1. 8
  1.  

  2. 3

    At my workplace we use Zod for a similar sort of thing. It works especially well since some of our untyped data comes from non-JSON sources, e.g. CSV, database queries.

    1. 2

      Interesting, but it isn’t clear from the Readme how it’s doing the same thing? The section on type inference doesn’t seem to mean the same thing (https://github.com/colinhacks/zod#type-inference).

      The purpose of this library is more oriented around exploring existing data rather than being used to define schemas for use in your application development.

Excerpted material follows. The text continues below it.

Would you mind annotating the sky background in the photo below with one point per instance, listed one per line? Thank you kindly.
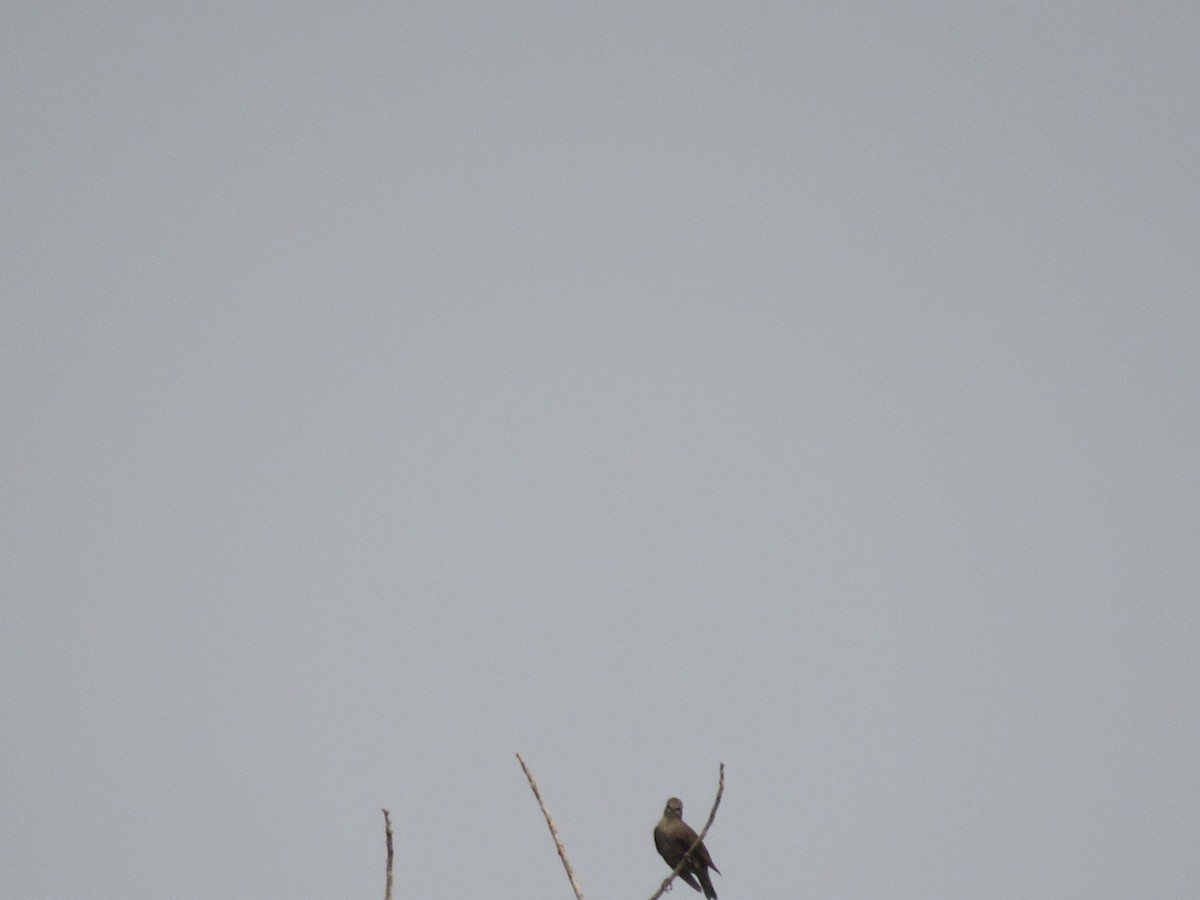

      Maybe I’m misunderstanding zod though.

    2. 2

      While I’m sure there are more libraries that do this kind of thing, they’re kind of hard to find! The JSON Schema project lists a few of them: https://json-schema.org/implementations.html#from-data.

      1. 2

        Surely you’ve seen Quicktype on that list, right? It’s one of my go-to options!

        1. 1

          I didn’t actually find the json-schema list until after I wrote this library. But yes it looks very good!

          One consideration I’m not sure Quicktype handles (at a glance) is efficiently dealing with arbitrarily large inputs. For example, if I load 30MB of logs into DataStation, I still want to be able to show the inferred schema. I wasn’t able to do this (JavaScript would throw a stack exception) until I added sampling logic to this library.

      2. 2

        String or number or number or number?

        1. 2

          Oops. That’s a screenshot from an earlier version with that bug. I’ll have to fix that. :) Thanks

          1. 2

            The screenshot is fixed now. :) Thanks!